САМОГОН – СТАРИННЫЙ ДРУГ!
– Как был скупой Вадимка, так и остался! – ворчит Прохор Самсонович после отъезда Вадима, когда мы остаемся в палисаднике вдвоем. – Я у него деньжат на лекарства вчера просил, так он задумался и уточнил:
“Сколько тебе, отец?” И так небрежно, понимаешь, подал бумажку в сто долларов…
Старик роется в кармане пиджака, находит темно-зеленую, блеклую в вечернем свете купюру: – Вот она, голубушка!.. И в диком сне не могло присниться, что американскими деньгами будем пользоваться!
Слушай, а не купить ли нам на эти доллары самогонки? – Розовое на закате лицо озаряется радостью.
Я засомневался: какой самогонщик сможет разменять сто долларов?
Старик уходит в дом и возвращается с российской сторублевкой, несет ее, зажатую двумя пальцами, и она колышется, как флажок. – Вот, нашенская!
В райцентре, под алым шатром заката, возникает бухающий ритм дискотеки, мы оба вздрагиваем.
Прохор Самсонович в последнее время из спиртного предпочитает самогонку. Водка, дескать, стала “жульническая”, от нее по утрам плохо. А самогонка напоминает о прошлых временах – много ее, матушки, выпито!
Иду к Гене по прозвищу Дёрганый, сорокалетнему инвалиду. Гена болен с детства, походка у него “ломаная”, движения как у робота. К нему можно стучаться в любое время суток, с пустыми руками не уйдешь.
Дверь террасы открыта, на газовой плите жарятся караси, обвалянные в муке, масло вскипает пузырями. Молчаливая сожительница, наклонив пухлое, с “фингалом”, лицо, переворачивает карасей лопаткой, они шкворчат еще пронзительнее.

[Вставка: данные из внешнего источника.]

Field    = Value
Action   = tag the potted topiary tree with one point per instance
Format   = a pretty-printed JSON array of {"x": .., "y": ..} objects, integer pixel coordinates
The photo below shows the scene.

Гена Дёрганый сидит за столом, перед ним миска парящей рыбы. Он с хрустом отламывает румяный плавник, вопросительно смотрит на меня.
Щеки его лоснятся от жира, на столе груда рыбьих костей.
Сам Гена свою продукцию не потребляет, врачи запретили, потому как давно уже пропил печенку. Зато успешно торгует самогоном. По утрам ездит на вихляющем велосипеде ловить рыбу. В отсутствие Гены самогонкой торгует сожительница Римма, разбавляет ее помаленьку водой, добытые таким образом излишки выпивает. А Гена ее за это поколачивает, он дорожит репутацией “правильного” самогонщика.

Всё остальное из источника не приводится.